The extension method implements the native IGrouping interface (same as GroupBy). The storage is done with a linked element list instead of a List. The execution of the extension method is thread safe and lazy.

Answer 3

There is no such out of box extension method, but you can create you own:

public static class LinqUtils{
    public class ConsecutiveGroup<T>
    {
        public T Left { get; internal set; }
        public T Right { get; internal set; }
        public long Count { get; internal set; }
    }

    public static IEnumerable<ConsecutiveGroup<T>> ConsecutiveCounts<T>(this IEnumerable<T> src, Func<T, T, bool> consecutive)
    {
        ConsecutiveGroup<T> current = null;
        foreach (var s in src)
        {
            if (current==null)
            {
                current = new ConsecutiveGroup<T>
                    {
                        Left = s,
                        Right = s,
                        Count = 1
                    };
                continue;
            }

            if(consecutive(current.Right, s))
            {
                current.Right = s;
                current.Count += 1;
                continue;
            }

            yield return current;

            current = new ConsecutiveGroup<T>
            {
                Left = s,
                Right = s,
                Count = 1
            };
        }

        if (current!=null)
        {
            yield return current;
        }
    }
}

[TestFixture]
public static class LinqUtilsTests
{
    [Test]
    public void TestConsecutiveCounts()
    {
        var src = new[] {1,2,3,5,7,8};

        var expected = new[]
            {
                Tuple.Create<int,long>(1, 3),
                Tuple.Create<int,long>(5, 1),
                Tuple.Create<int,long>(7, 2)
            };

        var result = src
            .ConsecutiveCounts((prev, current) => current == (prev + 1))
            .Select(c=>Tuple.Create(c.Left, c.Count));

        Assert.IsTrue(expected.SequenceEqual(result));
    }
}

Answer 4

You need some way to scan through the sequence, accummulating results and then grouping them.
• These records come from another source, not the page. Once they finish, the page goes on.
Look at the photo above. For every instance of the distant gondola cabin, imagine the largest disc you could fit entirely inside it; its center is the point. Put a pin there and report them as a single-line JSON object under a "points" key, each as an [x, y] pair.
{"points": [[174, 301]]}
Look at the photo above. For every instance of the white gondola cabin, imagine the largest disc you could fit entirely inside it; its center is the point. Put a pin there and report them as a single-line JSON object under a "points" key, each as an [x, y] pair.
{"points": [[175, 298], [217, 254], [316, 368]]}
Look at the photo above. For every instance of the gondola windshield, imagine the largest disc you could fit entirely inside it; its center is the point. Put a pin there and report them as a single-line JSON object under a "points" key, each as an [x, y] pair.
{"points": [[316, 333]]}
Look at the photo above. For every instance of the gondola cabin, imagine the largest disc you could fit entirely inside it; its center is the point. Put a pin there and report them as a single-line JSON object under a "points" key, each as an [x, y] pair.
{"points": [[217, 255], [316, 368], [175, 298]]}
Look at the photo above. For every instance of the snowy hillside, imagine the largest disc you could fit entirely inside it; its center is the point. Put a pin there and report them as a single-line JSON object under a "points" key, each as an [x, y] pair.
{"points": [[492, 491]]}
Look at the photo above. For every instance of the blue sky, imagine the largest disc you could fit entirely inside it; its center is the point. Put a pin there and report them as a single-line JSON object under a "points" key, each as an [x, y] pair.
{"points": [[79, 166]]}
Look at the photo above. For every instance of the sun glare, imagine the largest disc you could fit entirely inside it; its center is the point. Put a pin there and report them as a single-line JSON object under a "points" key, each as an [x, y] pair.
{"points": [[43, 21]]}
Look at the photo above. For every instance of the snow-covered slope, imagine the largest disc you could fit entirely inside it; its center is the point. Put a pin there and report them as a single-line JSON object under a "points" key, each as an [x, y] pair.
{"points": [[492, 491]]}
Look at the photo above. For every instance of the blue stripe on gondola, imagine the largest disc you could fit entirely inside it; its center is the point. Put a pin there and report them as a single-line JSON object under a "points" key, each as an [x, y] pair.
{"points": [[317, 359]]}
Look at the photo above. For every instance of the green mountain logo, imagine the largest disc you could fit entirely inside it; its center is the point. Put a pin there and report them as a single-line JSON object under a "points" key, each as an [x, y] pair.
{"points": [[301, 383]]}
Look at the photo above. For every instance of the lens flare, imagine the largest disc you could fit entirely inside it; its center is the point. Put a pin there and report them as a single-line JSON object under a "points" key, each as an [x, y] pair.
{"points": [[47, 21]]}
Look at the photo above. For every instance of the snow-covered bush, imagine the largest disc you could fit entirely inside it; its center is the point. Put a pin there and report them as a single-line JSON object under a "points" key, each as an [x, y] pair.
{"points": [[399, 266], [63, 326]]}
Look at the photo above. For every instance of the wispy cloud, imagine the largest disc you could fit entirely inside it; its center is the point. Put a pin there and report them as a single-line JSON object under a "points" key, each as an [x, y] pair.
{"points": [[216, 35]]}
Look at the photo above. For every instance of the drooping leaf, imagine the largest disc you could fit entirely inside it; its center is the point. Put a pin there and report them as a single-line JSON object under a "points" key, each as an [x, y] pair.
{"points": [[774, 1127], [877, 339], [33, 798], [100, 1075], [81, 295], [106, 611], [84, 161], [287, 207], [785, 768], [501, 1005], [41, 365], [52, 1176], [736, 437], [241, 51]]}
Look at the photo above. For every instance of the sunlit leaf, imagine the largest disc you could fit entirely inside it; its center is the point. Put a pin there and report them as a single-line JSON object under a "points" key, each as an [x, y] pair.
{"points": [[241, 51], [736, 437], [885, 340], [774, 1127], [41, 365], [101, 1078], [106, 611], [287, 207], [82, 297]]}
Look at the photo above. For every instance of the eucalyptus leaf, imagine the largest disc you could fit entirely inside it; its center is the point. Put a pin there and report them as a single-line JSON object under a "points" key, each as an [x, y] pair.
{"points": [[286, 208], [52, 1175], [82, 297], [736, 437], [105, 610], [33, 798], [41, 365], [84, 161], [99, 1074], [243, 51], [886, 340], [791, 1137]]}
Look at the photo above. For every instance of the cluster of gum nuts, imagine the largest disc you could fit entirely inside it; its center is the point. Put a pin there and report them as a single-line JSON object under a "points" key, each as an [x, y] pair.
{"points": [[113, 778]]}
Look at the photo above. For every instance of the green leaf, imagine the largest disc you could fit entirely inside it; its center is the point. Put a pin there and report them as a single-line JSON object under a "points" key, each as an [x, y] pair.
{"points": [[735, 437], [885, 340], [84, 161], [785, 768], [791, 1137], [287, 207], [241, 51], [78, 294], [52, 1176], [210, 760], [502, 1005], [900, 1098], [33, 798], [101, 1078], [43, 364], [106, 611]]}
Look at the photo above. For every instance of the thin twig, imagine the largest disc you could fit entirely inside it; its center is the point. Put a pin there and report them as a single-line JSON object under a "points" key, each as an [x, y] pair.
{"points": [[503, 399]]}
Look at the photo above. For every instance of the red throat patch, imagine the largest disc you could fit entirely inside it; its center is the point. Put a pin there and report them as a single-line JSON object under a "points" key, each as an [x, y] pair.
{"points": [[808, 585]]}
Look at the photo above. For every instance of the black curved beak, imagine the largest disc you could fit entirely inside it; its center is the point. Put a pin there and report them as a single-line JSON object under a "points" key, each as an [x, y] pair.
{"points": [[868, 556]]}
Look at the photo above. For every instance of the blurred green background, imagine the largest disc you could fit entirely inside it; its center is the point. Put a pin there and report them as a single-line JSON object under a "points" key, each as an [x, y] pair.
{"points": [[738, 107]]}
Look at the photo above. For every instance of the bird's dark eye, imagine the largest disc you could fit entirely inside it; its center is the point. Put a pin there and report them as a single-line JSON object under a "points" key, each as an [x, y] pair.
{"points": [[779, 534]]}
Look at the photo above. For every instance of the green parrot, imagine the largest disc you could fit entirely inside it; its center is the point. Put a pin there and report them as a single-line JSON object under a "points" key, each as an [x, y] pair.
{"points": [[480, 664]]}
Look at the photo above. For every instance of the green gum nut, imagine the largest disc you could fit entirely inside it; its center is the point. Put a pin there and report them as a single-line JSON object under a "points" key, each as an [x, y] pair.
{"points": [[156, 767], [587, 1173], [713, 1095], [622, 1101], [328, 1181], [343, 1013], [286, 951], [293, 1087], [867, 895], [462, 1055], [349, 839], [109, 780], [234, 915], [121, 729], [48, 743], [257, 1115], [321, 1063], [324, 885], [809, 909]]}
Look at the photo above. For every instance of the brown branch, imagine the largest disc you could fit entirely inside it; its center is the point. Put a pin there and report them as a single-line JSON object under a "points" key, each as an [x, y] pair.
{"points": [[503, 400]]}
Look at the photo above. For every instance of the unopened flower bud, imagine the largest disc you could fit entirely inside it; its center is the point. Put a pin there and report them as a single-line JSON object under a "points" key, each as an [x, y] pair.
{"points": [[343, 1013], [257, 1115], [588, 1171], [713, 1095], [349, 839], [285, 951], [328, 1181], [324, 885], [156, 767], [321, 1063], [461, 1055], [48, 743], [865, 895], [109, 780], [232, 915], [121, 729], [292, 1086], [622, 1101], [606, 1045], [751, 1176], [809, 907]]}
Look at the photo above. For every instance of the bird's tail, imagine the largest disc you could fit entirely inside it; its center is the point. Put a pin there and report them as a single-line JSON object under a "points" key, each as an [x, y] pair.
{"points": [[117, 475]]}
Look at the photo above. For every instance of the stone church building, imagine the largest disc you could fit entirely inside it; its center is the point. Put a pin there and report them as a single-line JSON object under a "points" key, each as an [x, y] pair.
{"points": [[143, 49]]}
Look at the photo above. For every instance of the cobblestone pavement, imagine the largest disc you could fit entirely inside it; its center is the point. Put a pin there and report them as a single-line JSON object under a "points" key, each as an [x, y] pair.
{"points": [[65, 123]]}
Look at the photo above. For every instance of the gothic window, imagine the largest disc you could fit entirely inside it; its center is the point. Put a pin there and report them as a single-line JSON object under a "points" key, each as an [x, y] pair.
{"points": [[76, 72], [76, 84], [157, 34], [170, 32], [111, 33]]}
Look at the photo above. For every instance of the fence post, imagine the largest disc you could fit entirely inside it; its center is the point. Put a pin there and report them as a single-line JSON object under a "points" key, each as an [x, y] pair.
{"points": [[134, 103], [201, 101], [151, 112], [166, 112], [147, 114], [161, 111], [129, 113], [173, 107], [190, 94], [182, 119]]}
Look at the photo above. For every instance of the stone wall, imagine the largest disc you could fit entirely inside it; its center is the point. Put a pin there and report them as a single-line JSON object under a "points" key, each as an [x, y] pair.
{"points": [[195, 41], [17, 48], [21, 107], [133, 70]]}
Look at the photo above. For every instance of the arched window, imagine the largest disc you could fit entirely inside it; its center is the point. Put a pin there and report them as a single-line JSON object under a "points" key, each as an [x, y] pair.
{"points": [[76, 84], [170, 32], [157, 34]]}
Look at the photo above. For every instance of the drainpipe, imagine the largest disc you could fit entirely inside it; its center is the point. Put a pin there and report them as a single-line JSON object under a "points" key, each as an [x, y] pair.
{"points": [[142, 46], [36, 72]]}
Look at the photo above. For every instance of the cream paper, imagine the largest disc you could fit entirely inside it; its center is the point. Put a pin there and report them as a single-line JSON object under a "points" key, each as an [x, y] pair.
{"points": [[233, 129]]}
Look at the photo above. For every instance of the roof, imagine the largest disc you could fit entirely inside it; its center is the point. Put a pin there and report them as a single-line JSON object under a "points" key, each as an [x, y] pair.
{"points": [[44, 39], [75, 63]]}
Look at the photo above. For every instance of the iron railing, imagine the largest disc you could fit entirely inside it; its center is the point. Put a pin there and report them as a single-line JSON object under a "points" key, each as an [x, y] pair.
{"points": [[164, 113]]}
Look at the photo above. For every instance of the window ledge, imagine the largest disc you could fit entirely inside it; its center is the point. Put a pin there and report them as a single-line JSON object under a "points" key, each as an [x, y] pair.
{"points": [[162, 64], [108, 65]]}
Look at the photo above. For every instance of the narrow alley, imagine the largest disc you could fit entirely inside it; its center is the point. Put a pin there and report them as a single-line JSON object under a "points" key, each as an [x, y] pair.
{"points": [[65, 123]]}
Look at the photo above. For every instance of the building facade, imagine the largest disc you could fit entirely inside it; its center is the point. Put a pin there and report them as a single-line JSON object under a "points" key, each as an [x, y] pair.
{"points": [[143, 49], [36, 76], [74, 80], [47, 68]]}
So first a simple Scan extension method (similar to Aggregate but it outputs intermediate results) (a Scan method exists for IObservable but not for IEnumerable):

public static IEnumerable<U> Scan<T, U>(this IEnumerable<T> input,
                                        Func<U, T, U> next,
                                        U state)
{
    yield return state;
    foreach (var item in input)
    {
        state = next(state, item);
        yield return state;
    }
}

And using this method and the Zip extension method, do the following:

var ints = new[] { 1, 2, 3, 5, 7, 8, 10 };
var result = ints
    // Zip the list with itself shifted 1 to the left (add dummy value at the end)
    // and calculate the difference between each consecutive value.
    .Zip(ints
        .Skip(1)
        .Concat(new[] { int.MaxValue }), (i0, i1) => new { i = i0, diff = i1 - i0 })
    // Reverse because it's far easier keeping track of the group we're at
    .Reverse()
    // Scan through the list, assigning an incremental group number to each
    // consecutive sequence
    .Scan((state, z) => state == null
        ? Tuple.Create(z.i, z.diff, 0)
        : Tuple.Create(z.i, z.diff,
            z.diff > 1 ? state.Item3 + 1 : state.Item3),
        (Tuple<int, int, int>) null) // <-- dummy starting state.
    // Skip the dummy starting state we started the scan with
    .Skip(1)
    // Reverse back
    .Reverse()
    // Group by the group numbers we assigned during the scan
    .GroupBy(t => t.Item3, (i, l) => new { l.First().Item1, l = l.Count() });

Answer 5

A linqish way can be writing an extension method GroupWhile like below (All checks omitted. not optimized to understand easily.)

int[] list = new int[] { 1, 2, 3, 5, 7, 8 };
var result = list.GroupWhile((x, y) => y - x == 1)
                 .Select(x => new {i = x.First(), len = x.Count()  })
                 .ToList();

---

public static IEnumerable<IEnumerable<T>> GroupWhile<T>(this IEnumerable<T> seq, Func<T,T,bool> condition)
{
    T prev = seq.First();
    List<T> list = new List<T>() { prev };

    foreach(T item in seq.Skip(1))
    {
        if(condition(prev,item)==false)
        {
            yield return list;
            list = new List<T>();
        }
        list.Add(item);
        prev = item;
    }

    yield return list;
}

TODO: use IGrouping :)

Answer 6

This seems like a reasonable approach:

1. Zip the original list with a Range, so each element is tupled with its index
2. Select those elements whose list predecessor is not their natural predecessor
3. Convert to array and save to temporary variable (to facilitate the last step).
4. Deduce the length of the subarrays from the indices. For the last item it is the difference with the original list length. For the other items it is the difference with the next index.

var list = new int[] { 1, 2, 3, 5, 7, 8 };
var filtered = list.Zip(Enumerable.Range(0, list.Length), Tuple.Create)
            .Where((x, i) => i == 0 || list[i - 1] != x.Item1 - 1).ToArray();

var result = filtered.Select((x, i) => i == filtered.Length - 1 
                ? Tuple.Create(x.Item1, list.Length - x.Item2) 
                : Tuple.Create(x.Item1, filtered[i + 1].Item2 - x.Item2));

foreach (var t in result)
{
    Console.WriteLine(t);
}

This results in

(1, 3)
(5, 1)
(7, 2)